The OECD released a 56-page discussion draft on business restructurings (“Restructuring Draft”) on September 19, 2008. Generally, business restructurings involve cross-border redeployment by multinational corporations (MNCs) of functions, assets and risks. Typically, the OECD provides that MNCs have restructured their global-business models from vertically-integrated business models with full-fledged manufacturing and distribution activities and associated services through locally-incorporated enterprises to a centrally-controlled supply-chain model. The focus of tax administrations thus far is on these transactions but, as noted in passing, the Restructuring Draft defines “business restructuring” far more broadly in an introductory statement that suggests that a business restructuring may include any cross-border transfer of assets and/or risks and/or functions. The OECD should clarify that this broader interpretation is not intended. These centrally-controlled models are often located in a tax-benefited jurisdiction, structured with appropriate economic substance, and act as the risk-taking entrepreneur who oversees limited-risk distributors or commissionaires and contract manufacturers typically located in high-tax environments with reduced profitability commensurate with their limited-risk profit.
The Restructuring Draft is composed of four Issue Notes that consider various issues related to restructurings and, among other things, challenge the “pragmatism and appropriateness” commercial rationale for the transactions and appear to revise the tenets of the established arm's-length standard:
Generally, the Issue Notes address (1) general guidance in the allocation of risks by and among the related parties to the restructuring; (2) application of the OECD Transfer Pricing Guidelines for Multinational Enterprises and Tax Administrations (“OECD Transfer Pricing Guidelines”) to the restructuring with compensation or indemnifications for any terminations or “buy-ins”; (3) application of the arm's-length principle to “post-restructurings”; and (4) exceptional circumstances where a restructuring may be disregarded by a tax authority.
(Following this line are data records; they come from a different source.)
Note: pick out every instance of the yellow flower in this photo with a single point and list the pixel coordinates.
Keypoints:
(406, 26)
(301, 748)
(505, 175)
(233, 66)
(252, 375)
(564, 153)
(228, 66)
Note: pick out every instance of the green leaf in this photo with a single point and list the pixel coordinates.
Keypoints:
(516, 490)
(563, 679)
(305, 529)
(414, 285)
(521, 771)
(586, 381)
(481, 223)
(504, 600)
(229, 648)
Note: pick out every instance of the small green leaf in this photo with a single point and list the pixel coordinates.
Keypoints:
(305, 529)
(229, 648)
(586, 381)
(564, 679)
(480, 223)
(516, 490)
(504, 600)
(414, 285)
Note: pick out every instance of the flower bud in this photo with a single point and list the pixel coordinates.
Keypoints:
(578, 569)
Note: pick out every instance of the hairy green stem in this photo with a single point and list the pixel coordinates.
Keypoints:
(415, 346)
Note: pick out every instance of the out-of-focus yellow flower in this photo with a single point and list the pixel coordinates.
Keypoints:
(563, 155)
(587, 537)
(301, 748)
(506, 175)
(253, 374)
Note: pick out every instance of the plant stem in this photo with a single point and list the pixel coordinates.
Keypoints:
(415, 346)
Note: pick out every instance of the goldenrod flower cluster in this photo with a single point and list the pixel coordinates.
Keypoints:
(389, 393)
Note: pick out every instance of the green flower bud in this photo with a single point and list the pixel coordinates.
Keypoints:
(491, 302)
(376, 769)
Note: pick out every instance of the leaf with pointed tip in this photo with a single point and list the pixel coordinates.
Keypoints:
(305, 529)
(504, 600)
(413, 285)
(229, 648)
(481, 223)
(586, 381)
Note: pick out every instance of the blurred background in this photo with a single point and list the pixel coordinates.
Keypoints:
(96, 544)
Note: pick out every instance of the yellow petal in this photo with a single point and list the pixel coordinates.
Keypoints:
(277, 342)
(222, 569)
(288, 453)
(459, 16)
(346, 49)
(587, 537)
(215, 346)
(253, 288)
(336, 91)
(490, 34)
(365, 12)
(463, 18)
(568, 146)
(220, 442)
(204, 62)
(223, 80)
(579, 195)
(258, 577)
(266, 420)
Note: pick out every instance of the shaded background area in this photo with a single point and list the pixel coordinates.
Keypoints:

Focusing largely on risk transfer and the centralizing of functions, the OECD seems to establish presumptions that adopt the skepticism and adverse attitudes of many tax authorities and challenge the business judgment of MNCs through a “commercial rationale” standard.
The Restructuring Draft sets out many issues involved in business restructurings that are not new or novel, and there is no indication that the existing OECD Transfer Pricing Guidelines cannot address these concerns. Accordingly, one questions the Draft's underlying premise. Is it to highlight sensitivity to tax administrators? If so, more balance may be required and the focus should be more to issues not already considered under the existing rules. Further, does this create an overriding blanket for all restructurings that the arm's-length principle must be perused more vigorously? Is there simply a presumption of distrust that gives rise to this seemingly unnecessary detail and review?